Il faut parfois tourner longtemps avant de trouver une place. Et pour une personne en situation de handicap, la recherche peut rapidement devenir un véritable parcours du combattant. À Foix, alors que le centre-ville compte 1 606 places de stationnement ouvertes au public — dont 1 014 gratuites, 580 payantes et 12 réservées aux arrêts minutes — les emplacements dédiés aux personnes à mobilité réduite (PMR) restent particulièrement rares.
« C’est vraiment contraignant, il n’y en a pas suffisamment », assure Gilbert Midun. Locataire de la résidence Barbacane, ce retraité atteint de la maladie de Parkinson évite autant que possible de déplacer sa voiture. « Quand je vais faire mes courses dans la zone d’activité, je ne sais pas si, au retour, je trouverai une place libre proche. Parfois, je suis obligé d’aller sur Villote, sans garantie. C’est une grosse difficulté », raconte-t-il.
Dans l’hyper-centre, le décompte donne une idée de la difficulté : trois places au parking du Champ-de-Mars, une rue Sénateur-Paul-Lafond, deux devant le square du Souvenir-Français, trois sur les allées de Villote, une devant la résidence Pyramide et deux devant la MAIF et la MSA.

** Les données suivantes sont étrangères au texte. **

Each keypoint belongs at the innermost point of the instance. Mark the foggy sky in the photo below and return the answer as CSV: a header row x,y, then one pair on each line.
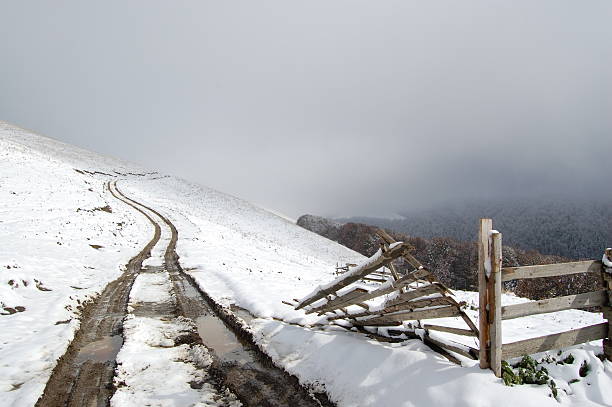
x,y
329,107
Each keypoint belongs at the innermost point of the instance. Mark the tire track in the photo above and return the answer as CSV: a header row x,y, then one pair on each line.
x,y
246,371
83,376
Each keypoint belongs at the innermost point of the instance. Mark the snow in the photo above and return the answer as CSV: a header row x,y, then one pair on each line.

Une place PMR occupée par un local technique
Le problème est encore plus visible lorsque ces rares emplacements sont eux-mêmes neutralisés. Devant la MSA, l’un des deux est indisponible depuis le 9 juillet. À sa place : un local technique.
« Nous sommes déjà trois personnes dans le secteur pour seulement deux stationnements, et c’est compliqué. Avec cette place en moins, c’est presque impossible, surtout qu’elle est la seule possédant une rampe d’accès au trottoir », se désole une personne en situation de handicap, qui souhaite rester anonyme.

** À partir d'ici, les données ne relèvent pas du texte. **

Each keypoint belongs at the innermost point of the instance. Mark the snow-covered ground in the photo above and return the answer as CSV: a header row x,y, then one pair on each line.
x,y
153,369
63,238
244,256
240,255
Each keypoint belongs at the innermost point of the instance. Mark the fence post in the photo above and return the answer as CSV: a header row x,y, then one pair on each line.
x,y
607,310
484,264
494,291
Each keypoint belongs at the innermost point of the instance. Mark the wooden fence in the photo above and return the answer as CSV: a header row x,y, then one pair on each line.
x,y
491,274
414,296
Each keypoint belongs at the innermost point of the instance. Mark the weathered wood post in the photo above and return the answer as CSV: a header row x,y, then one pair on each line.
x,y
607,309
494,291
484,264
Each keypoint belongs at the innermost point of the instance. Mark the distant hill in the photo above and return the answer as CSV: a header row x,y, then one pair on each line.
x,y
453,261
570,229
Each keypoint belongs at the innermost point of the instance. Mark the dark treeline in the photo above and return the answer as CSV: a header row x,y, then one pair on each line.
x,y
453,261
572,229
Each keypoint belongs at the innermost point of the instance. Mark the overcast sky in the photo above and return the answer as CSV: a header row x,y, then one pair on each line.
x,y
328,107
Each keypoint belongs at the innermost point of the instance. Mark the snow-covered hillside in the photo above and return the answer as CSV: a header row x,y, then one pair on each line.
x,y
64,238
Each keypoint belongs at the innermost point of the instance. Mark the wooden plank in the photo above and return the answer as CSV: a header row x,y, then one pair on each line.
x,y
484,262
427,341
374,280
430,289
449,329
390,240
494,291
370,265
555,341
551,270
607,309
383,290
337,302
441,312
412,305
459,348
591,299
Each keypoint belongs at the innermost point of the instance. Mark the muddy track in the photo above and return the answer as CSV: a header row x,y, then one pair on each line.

Interpellé sur cette situation, le maire de Foix, Jérôme Matéos, reconnaît le problème. « Ce n’est pas normal qu’il occupe une place PMR. C’est bien l’un de nos algécos, mais je ne comprends cependant pas pourquoi il est là depuis autant de temps. Il va être retiré dans les prochains jours », assure l’élu.
Pour les personnes concernées, ces quelques mètres supplémentaires peuvent pourtant changer complètement la donne.

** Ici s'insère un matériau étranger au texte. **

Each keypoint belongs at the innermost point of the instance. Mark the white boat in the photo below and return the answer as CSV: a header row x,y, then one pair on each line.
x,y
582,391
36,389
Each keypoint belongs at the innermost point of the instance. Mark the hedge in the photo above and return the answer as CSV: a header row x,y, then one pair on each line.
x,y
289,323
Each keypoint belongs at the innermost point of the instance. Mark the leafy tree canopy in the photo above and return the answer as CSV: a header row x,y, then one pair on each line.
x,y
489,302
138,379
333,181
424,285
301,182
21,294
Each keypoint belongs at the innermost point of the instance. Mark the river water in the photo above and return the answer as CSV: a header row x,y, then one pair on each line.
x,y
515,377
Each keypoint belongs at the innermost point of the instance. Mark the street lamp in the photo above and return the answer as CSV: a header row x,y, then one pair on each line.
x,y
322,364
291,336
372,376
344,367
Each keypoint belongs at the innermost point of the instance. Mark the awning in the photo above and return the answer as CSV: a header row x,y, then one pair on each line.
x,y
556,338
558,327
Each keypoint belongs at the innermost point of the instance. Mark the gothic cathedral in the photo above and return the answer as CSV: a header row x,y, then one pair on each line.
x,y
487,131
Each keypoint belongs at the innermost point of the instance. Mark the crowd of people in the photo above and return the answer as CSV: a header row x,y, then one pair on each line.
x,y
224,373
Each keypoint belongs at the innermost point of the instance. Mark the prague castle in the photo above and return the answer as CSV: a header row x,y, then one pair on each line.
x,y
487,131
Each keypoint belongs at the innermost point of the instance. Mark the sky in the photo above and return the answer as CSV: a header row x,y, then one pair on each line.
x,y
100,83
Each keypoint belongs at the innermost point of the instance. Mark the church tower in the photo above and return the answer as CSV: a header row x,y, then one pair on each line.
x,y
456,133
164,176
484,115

« Je ne peux pas marcher trop longtemps »
Au parking du Champ-de-Mars, un autre usager attend dans sa voiture. Didier Naze vient d’y déposer son fils chez le médecin. « Je ne peux pas marcher trop longtemps, mon handicap ne me le permet pas. Malheureusement, il m’arrive de tourner un moment avant de pouvoir me garer », explique-t-il.
Par habitude, il se dirige donc systématiquement vers ce parking. Mais il découvre ce jour-là un autre problème : la gratuité dont bénéficient les détenteurs de la carte de stationnement PMR.
« Je viens juste d’apprendre que nous pouvions stationner gratuitement. Je n’en savais rien, personne ne me l’a dit. Aujourd’hui, j’ai mis 1,20 euro dans l’horodateur, ce n’est pas grand-chose, mais cela pourrait être signalé », estime-t-il.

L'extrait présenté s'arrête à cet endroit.